In this October edition of the RealtyHop Market Health Report, we investigate the strength of the 100 largest housing markets across the United States. To do this, we analyzed over 300,000 real estate listings on RealtyHop to calculate the “market health” of each city. Specifically, the difference in price between when real estate listings are first put on the market and when they are eventually sold. In theory, stronger markets should exhibit fewer price drops and smaller percentage discounts, while weaker markets should show the opposite. Our results explore this metric and shed light on the market health of cities across the U.S. right now.
1. Gilbert, Arizona was again the hottest housing market in the country this October, beating out neighboring Chandler. Listings in the city required a low 1.82% price drop in order to be sold, equating to $10,000 in dollar terms. This was slightly higher compared to last month’s 1.77% statistic.
2. Chandler, Arizona remained steady this month, as the $10,000 average price drop per listing represented only a 1.92% reduction from initial list price.
3. Irvine, California increased three spots to become the third hottest housing market. Real estate listings required a small 2.03% reduction in order to sell, equating to $20,000 in dollar terms.
4. Plano, Texas moved up one spot to fourth place, despite similar health to last month. Listings required a $10,000 average price reduction in order to sell, representing only 2.08% off of initial list price.
5. Henderson, Nevada dropped one spot on our hottest markets ranking, as real estate required a 2.09% reduction to sell, up from 2.04% in September. In dollar terms, this represented a $9,100 discount per listing.
1. Detroit, Michigan was the coldest housing market in the U.S. this October. The city saw real estate listings require a steep 7.36% average drop in order to sell, up from 6.88% in September. This represented an $7,200 discount off of the original list price.
2. Buffalo, New York remained the second coldest market, as real estate required a slightly larger 5.56% discount to be sold, compared to 5.29% last month This equated to a $10,000 price drop in dollar terms.
3. Cleveland, Ohio listings required a 5.11% price drop in order to be taken off the market this month, an improvement from September’s 6%. This equated to an average $7,251 discount per listing in dollar terms.
4. San Francisco, California was healthier this October, despite remaining the fourth coldest market. Listings had an average 4.86% discount to be sold, representing $63,000 off the initial list price.
5. Seattle, Washington rounds out the coldest markets list at fifth place, dropping three spots on our overall ranking.
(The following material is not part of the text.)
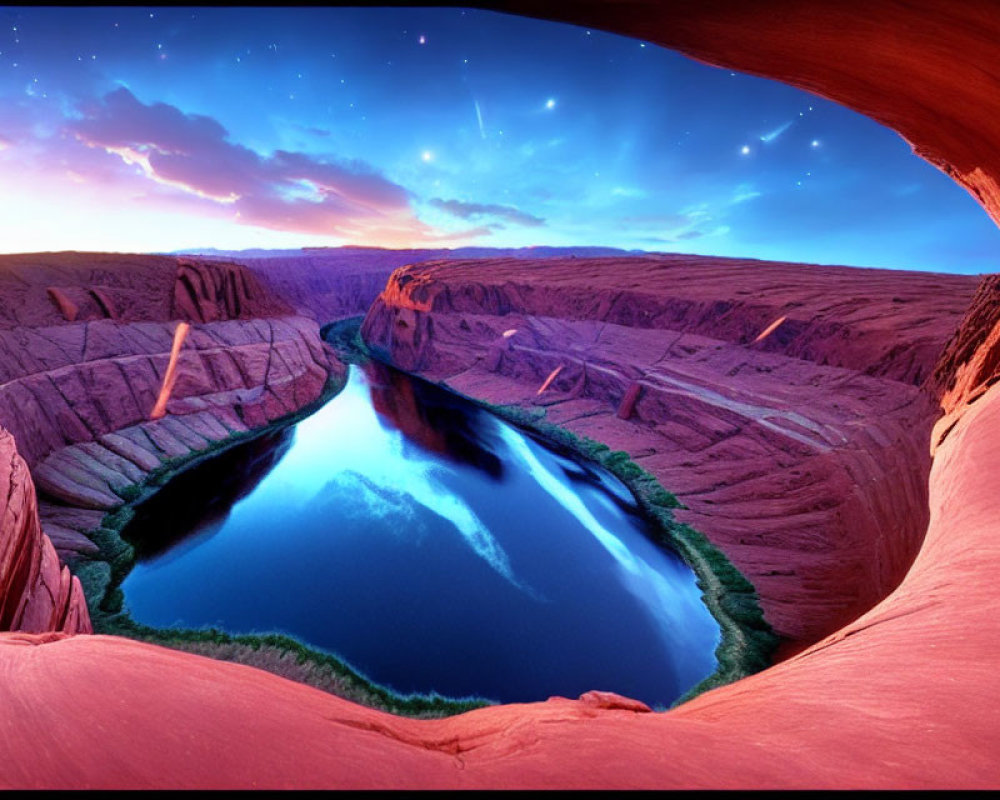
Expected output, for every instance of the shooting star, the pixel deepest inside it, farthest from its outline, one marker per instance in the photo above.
(479, 117)
(770, 137)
Real estate in Seattle saw an average $25,000 drop per listing, equating to 4.17% in percentage terms.
The RealtyHop Market Health Index analyzes proprietary data gathered from RealtyHop over the month prior to publication, providing a snapshot of housing market health across the 100 most populous cities in the United States. Price changes are taken from over 300,000 real estate listings on RealtyHop to identify each city’s “market health” based on the change in asking prices over the past month.
To calculate the index, the following datapoints are used:
1) Median home price taken from 300,000 listings on RealtyHop.com over the course of the prior month to publication
2) Median price change per listing: the median amount the asking price per listing changed prior to being sold or taken off the market
3) Median price change as a percentage of total sales price: the percentage of the total home price that the price change represents
Cities are ranked in descending order by Median Percentage Price Change.